Management collected the rents of the five buildings owned by these corporations and paid the expenses of operation. It deposited the moneys thus collected in its own bank account and did not segregate the funds of the various corporations. From time to time the brothers borrowed from Management, and these loans at the time of Herbert’s death appeared on Management’s books as $233,344.74 due from Herbert and $170,832.99 due from Frederick. At that time Management owed to plaintiff $439,-908.19. Aside from the receivables represented by the loan to the brothers, Management had assets of almost $700,000. Its indebtedness, including that to the plaintiff but excluding that to the brothers’ wholly owned corporations, amounted to less than $600,000. So that, whether its standing is regarded as entirely independent of the brothers and their corporations, or whether one eliminates from its accounts those items which represent credits and debits of the brothers to themselves as owners of the several corporations (not including the plaintiff), Management was entirely solvent.

Shortly after Herbert’s death, Frederick paid to Management and caused Management to pay to plaintiff his then indebtedness to Management. He then caused plaintiff to institute this suit against Herbert’s estate. While the action embraced other matters, on this appeal we are concerned only with the third cause of action, which seeks to recover from the estate for the benefit of plaintiff alone the indebtedness of the estate to Management.

The complaint alleges that Herbert, as an officer of plaintiff, borrowed from plaintiff the sum in question and failed to repay it. Strictly regarded, giving full credit to the form of the transactions, the proof failed completely. Decedent never borrowed anything from the plaintiff. But even if corporate forms are overlooked and the corporations regarded as the individuals’ alter egos, the case is not made out.

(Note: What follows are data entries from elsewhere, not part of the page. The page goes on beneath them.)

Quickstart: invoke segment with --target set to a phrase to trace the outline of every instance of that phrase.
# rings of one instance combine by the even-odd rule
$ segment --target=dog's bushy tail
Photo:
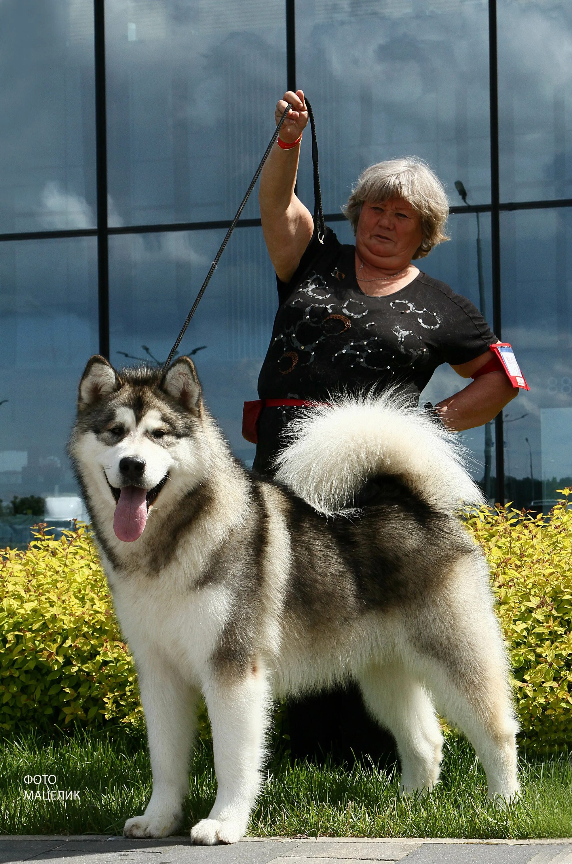
[[[301,412],[287,435],[276,480],[324,515],[349,515],[354,495],[383,474],[401,478],[441,511],[483,501],[454,436],[395,391]]]

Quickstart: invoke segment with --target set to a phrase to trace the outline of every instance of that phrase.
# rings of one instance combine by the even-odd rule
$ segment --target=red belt
[[[263,408],[314,408],[323,405],[315,399],[254,399],[245,402],[242,412],[242,436],[251,444],[258,443],[258,420]]]

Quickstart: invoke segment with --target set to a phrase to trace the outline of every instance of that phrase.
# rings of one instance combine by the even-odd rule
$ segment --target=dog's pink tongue
[[[121,490],[113,517],[113,530],[124,543],[133,543],[143,532],[147,522],[146,493],[146,489],[138,486],[124,486]]]

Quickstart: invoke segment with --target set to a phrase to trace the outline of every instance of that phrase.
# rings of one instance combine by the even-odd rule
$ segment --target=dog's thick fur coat
[[[437,781],[436,705],[474,746],[489,795],[518,793],[488,569],[455,515],[480,494],[434,420],[391,396],[308,410],[272,482],[232,456],[190,359],[163,374],[94,357],[69,452],[147,721],[153,793],[126,835],[180,824],[200,694],[218,792],[199,843],[245,834],[272,699],[349,679],[395,735],[404,792]],[[121,502],[137,495],[144,530],[124,542],[116,501],[136,530]]]

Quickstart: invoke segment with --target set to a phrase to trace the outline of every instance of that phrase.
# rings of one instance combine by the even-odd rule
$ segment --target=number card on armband
[[[502,363],[503,368],[510,378],[512,386],[519,387],[522,390],[530,390],[531,388],[526,384],[524,376],[520,371],[520,366],[517,363],[512,346],[509,342],[499,342],[498,345],[490,346],[490,348]]]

Decedent’s indebtedness *260was not the result of a single borrowing. At this point it may be well to note that the nature of the transactions was established by the skimpiest of proof, while Management’s books, which would constitute proof of the amounts involved, were not produced. The secondary evidence from the balance sheets was not in all instances convincing. The only evidence of the nature of the transactions was that when the brothers’ accountant informed them that the Internal Revenue Department was beginning to raise questions as to whether these entries were in fact loans or were really payments of dividends or salaries, the brothers replied that they were in fact loans. This admission, as far as it affects Herbert, merits the closest scrutiny. Defendants were in no position to explain or deny it. In addition, the obvious motive to falsify the nature of the transactions opens the explanation to challenge. But even if the testimony be given full credit—not only as to what was said but as to what the transactions really were — the end is not yet.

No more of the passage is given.